Le premier film américain du britannique Lindsay Anderson
titre original | "The Whales of August" |
année de production | 1987 |
réalisation | Lindsay Anderson |
scénario | David Berry, d'après sa propre pièce |
photographie | Mike Fash |
musique | Alan Price |
interprétation | Bette Davis, Lillian Gish, Vincent Price, Ann Sothern, Mary Steenburgen |
La critique de Didier Koch pour Plans Américains
Les baleines du mois d'août du titre, ce sont celles dont Libby (Bette Davis) et Sarah Louise (Lilian Gish) observent le passage, à la fin de l'été, du balcon de leur maison familiale située sur une île du Maine (Cliff Island), et ce, depuis leur enfance. Cette tradition qui rythme les saisons s'est perpétrée à l'âge adulte malgré les vies dispersées de chacune. Aujourd'hui au seuil de leur vie, les deux sœurs, qui n'ont désormais plus grand chose en commun, continuent chaque été de se rendre sur place pour ce rendez-vous immuable que les baleines ont depuis un moment déserté.

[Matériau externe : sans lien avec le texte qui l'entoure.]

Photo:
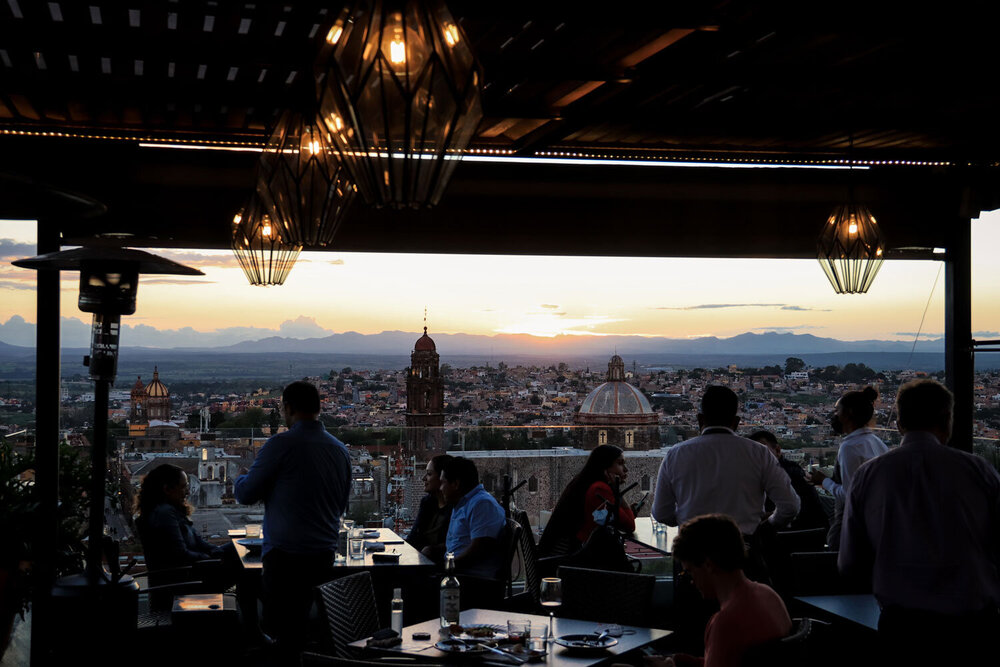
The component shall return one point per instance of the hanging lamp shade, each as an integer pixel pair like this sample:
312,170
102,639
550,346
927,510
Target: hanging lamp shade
400,97
851,249
301,181
259,245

Sarah Louise, autrefois infirmière, continue à voir la vie comme l'accomplissement d'un partage harmonieux avec les autres, alors que Libby, devenue aveugle, ne se console pas de sa jeunesse et de sa beauté enfuies. Les journées s'écoulent au rythme des petits affrontements entre deux tempéraments qui ont appris à cohabiter à longueur d'année, chacune connaissant parfaitement la partition de l'autre. Une veuve excentrique (Ann Sothern) et un gentleman russe (Vincent Price) en quête d'un foyer viennent de temps à autre rompre la routine.
Ce film marque la fin de parcours pour beaucoup de ses protagonistes et le dernier ouvrage pour Lindsay Anderson, un des apôtres du free cinéma anglais ("If", Palme d'or au festival de Cannes en 1969), qui conclut, de manière poétique et nostalgique, une carrière longue de vingt-quatre ans, mais peu prolifique (huit films).
Cette adaptation de la pièce éponyme de David Berry nous interroge sur l'attitude de chacun face à l'arrivée du grand âge quand s'installe progressivement la mort dans des artères durcies par les saisons accumulées. Les regrets et l'amertume peuvent-ils encore servir de béquilles comme pour Libby, ou alors vaut-il mieux tenter de toujours croquer la vie comme Sarah Louise qui s'adonne joyeusement à ses petites routines, ainsi que son voisin russe qui continue à délivrer un charme de courtoisie ? Lindsay Anderson n'apporte bien sûr pas de réponse, mais nous indique tout de même que ce choix est fortement conditionné par l'antériorité du parcours.
Si Lilian Gish, alors âgée de 93 ans, a été immédiatement sollicitée par la production, le reste du casting a été plus délicat à monter, les états de santé de Barbara Stanwyck, Katherine Hepburn, Fred Astaire ou Paul Henreid provoquant bien malgré eux leur désistement. C'est donc Bette Davis, pourtant très diminuée, qui s'est collée à ce rôle de sœur acariâtre dont les contours lui sont fort bien connus. Comme souvent avec la géniale actrice, le tournage n'a pas été de tout repos, Miss Davis prenant un soin méticuleux à compliquer la tâche de Lilian Gish dont l'audition était très défaillante.
Il ne se passe certes pas grand chose dans ces "Baleines du mois d'août", mais l'infinie tendresse avec laquelle Lindsay Anderson filme ces grandes stars de l'âge d'or d'Hollywood (Bette Davis et Vincent Price ont joué ensemble dans "La Vie privée d'Elizabeth d'Angleterre " de Michael Curtiz en 1939 !) nous invite forcément à l'empathie.